The country has been roughed up by politics but the Northeast even more roughed up by storms in the past week, as if nature was sending some kind of furious message about who’s really in charge.

The Island was scoured by the northern edge of Hurricane Sandy early last week and then this week a ripping, two-day northeaster cancelled ferries and planes and flooded roads and beaches for the second time in ten days.

And the Vineyard coastline has taken a beating. Lucy Vincent Beach in Chilmark, unrecognizable from gold-sand carefree summer days, has been reduced to a pile of ocean-strewn boulders and collapsed cliffs.

Not far away at Squibnocket Beach the parking lot was nearly washed away by the storm and will need major repairs.

At Stonewall Beach, a house that had been moved twenty-six feet back from the edge of a cliff just eleven months ago now stands a mere few feet from the edge of a new sandy cliff.

At the eastern end of the Island near Wasque Reservation on Chappaquiddick, urgent efforts are under way to stabilize a rapidly eroding cliff near the Schifter house.

Will two Vineyard houses fall over the edge and into the ocean or can they be saved? Islanders are following the saga like a reality television series.
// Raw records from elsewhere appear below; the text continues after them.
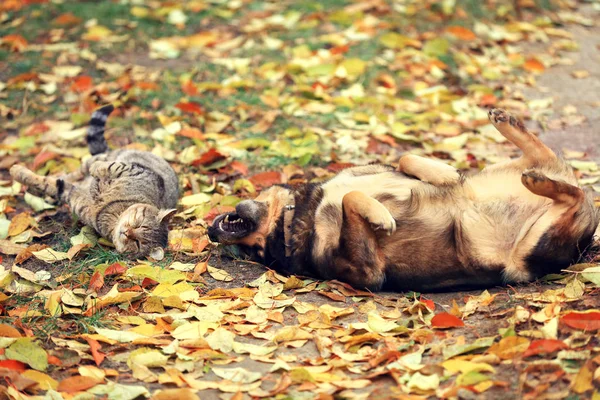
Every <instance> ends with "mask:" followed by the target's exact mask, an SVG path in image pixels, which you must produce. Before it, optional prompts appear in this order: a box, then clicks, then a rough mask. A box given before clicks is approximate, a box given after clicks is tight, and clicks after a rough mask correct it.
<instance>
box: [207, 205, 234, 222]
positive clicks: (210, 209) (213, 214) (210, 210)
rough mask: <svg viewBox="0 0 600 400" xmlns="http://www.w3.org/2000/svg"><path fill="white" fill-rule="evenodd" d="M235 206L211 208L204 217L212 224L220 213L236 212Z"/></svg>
mask: <svg viewBox="0 0 600 400" xmlns="http://www.w3.org/2000/svg"><path fill="white" fill-rule="evenodd" d="M234 211H235V207H232V206H216V207H214V208H212V209H210V210H209V211H208V212H207V213H206V214H205V215H204V217H203V218H202V219H203V220H204V221H206V223H208V224H211V223H212V221H213V220H214V219H215V218H216V217H217V216H219V215H221V214H225V213H230V212H234Z"/></svg>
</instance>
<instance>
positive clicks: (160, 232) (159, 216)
mask: <svg viewBox="0 0 600 400" xmlns="http://www.w3.org/2000/svg"><path fill="white" fill-rule="evenodd" d="M176 211H177V210H175V209H170V210H160V209H158V208H156V207H154V206H152V205H149V204H134V205H132V206H131V207H129V208H128V209H127V210H125V211H124V212H123V213H122V214H121V216H120V217H119V220H118V221H117V225H116V226H115V229H114V231H113V238H112V239H113V244H114V245H115V247H116V248H117V251H118V252H119V253H124V254H127V255H128V256H129V257H131V258H140V257H145V256H148V255H149V256H150V257H152V258H154V259H156V260H161V259H162V258H163V257H164V250H163V249H164V248H165V247H166V246H167V243H168V239H169V220H170V219H171V218H172V217H173V215H175V212H176Z"/></svg>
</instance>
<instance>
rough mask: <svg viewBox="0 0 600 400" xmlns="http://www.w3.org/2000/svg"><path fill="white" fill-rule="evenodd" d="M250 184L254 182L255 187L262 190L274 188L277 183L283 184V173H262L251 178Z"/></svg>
mask: <svg viewBox="0 0 600 400" xmlns="http://www.w3.org/2000/svg"><path fill="white" fill-rule="evenodd" d="M250 182H252V184H253V185H254V186H259V187H261V188H266V187H269V186H273V185H275V184H277V183H281V172H276V171H268V172H261V173H259V174H256V175H254V176H253V177H251V178H250Z"/></svg>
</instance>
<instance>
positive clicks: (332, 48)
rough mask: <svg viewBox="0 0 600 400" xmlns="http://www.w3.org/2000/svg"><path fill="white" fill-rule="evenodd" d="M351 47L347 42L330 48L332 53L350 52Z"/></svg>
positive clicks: (331, 52)
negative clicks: (347, 43)
mask: <svg viewBox="0 0 600 400" xmlns="http://www.w3.org/2000/svg"><path fill="white" fill-rule="evenodd" d="M349 49H350V46H349V45H347V44H344V45H342V46H335V47H332V48H331V49H329V52H330V53H331V54H344V53H346V52H348V50H349Z"/></svg>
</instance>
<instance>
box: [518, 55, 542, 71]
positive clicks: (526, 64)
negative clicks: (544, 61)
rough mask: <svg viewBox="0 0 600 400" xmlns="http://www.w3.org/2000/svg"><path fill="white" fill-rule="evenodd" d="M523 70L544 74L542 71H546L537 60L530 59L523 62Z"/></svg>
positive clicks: (530, 58)
mask: <svg viewBox="0 0 600 400" xmlns="http://www.w3.org/2000/svg"><path fill="white" fill-rule="evenodd" d="M523 68H524V69H525V70H526V71H529V72H537V73H540V72H544V70H545V69H546V67H544V64H542V63H541V62H540V61H539V60H538V59H537V58H530V59H528V60H527V61H525V64H523Z"/></svg>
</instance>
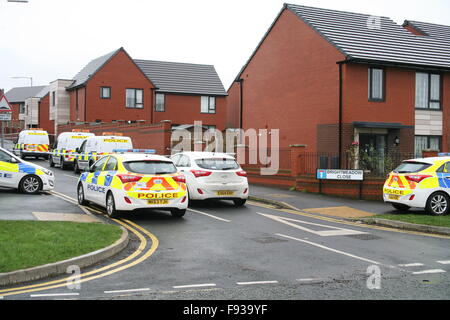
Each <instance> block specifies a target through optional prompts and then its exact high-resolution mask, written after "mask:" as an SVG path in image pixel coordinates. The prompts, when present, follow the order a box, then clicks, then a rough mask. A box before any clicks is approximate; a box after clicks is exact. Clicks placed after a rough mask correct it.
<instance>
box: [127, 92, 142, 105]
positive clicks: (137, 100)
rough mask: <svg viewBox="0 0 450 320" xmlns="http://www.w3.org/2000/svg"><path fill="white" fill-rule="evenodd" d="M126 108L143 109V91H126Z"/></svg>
mask: <svg viewBox="0 0 450 320" xmlns="http://www.w3.org/2000/svg"><path fill="white" fill-rule="evenodd" d="M126 107H127V108H137V109H141V108H143V107H144V90H142V89H126Z"/></svg>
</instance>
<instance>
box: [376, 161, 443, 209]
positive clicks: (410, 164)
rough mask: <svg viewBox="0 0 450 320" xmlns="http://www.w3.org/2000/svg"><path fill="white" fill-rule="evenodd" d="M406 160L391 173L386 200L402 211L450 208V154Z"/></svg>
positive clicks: (386, 190) (386, 181) (389, 176)
mask: <svg viewBox="0 0 450 320" xmlns="http://www.w3.org/2000/svg"><path fill="white" fill-rule="evenodd" d="M440 156H441V157H436V158H425V159H413V160H406V161H404V162H403V163H402V164H401V165H400V166H399V167H398V168H397V169H395V170H394V171H393V172H391V173H390V174H389V177H388V179H387V180H386V182H385V184H384V188H383V194H384V201H385V202H386V203H390V204H392V205H393V207H394V208H395V209H397V210H400V211H406V210H409V209H410V208H420V209H425V210H427V211H428V212H429V213H431V214H433V215H438V216H442V215H446V214H448V213H449V212H450V155H449V154H440Z"/></svg>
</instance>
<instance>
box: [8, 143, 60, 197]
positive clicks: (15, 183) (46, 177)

In the extreme westernmost reaches of the Vineyard, the Gay Head Light is another structure threatened by erosion, and planning has begun for a project to move the historic brick tower sometime in the next one to three years.

“The changing shoreline on Martha’s Vineyard variously fascinates, startles or horrifies people, depending on where they live or own property,” wrote Arthur Gaines, a senior scientist in Woods Hole, thirteen years ago in a piece about erosion for the Gazette. Using old maps, the marine scientist charted changes on our complex shoreline. Other coastline mapping projects to track the effects of erosion have been under way here since the 1970s through the Martha’s Vineyard Commission.

Severe storms are just one factor in the ongoing story of the Vineyard’s shifting coastline; rising sea levels have been well documented by scientists at Woods Hole who have been measuring tides since the 1930s. Add climate change to the list and the picture grows even more complex.

Erosion and accretion (the building up of sand) are a natural process, sometimes subtle and at other times dramatic and accelerated like at Wasque, where the Norton Point breach is a driving force in rapid changes taking place there.

Fortunately, the vast majority of the Vineyard coastline is unbuilt, making situations like the one at the Schifter house the exception rather than the rule. Severe storms such as the ones seen recently have a ruinous effect on coastal infrastructure such as roads, bike paths and parking lots, but beaches recover naturally.

Last weekend when the weather turned mild and sunny, curious Islanders flocked to Lucy Vincent to see the after effects of Sandy. Some people climbed on collapsed cliffs and dug in the clay looking for shark’s teeth and fossils. Climbing on the cliffs is not only harmful to the environment, but also dangerous because the cliffs have been undermined by the ocean and are unstable.

Walkers at Island beaches should take caution and do their part to allow the storm-battered Vineyard shoreline to begin its own natural process of healing and recovery.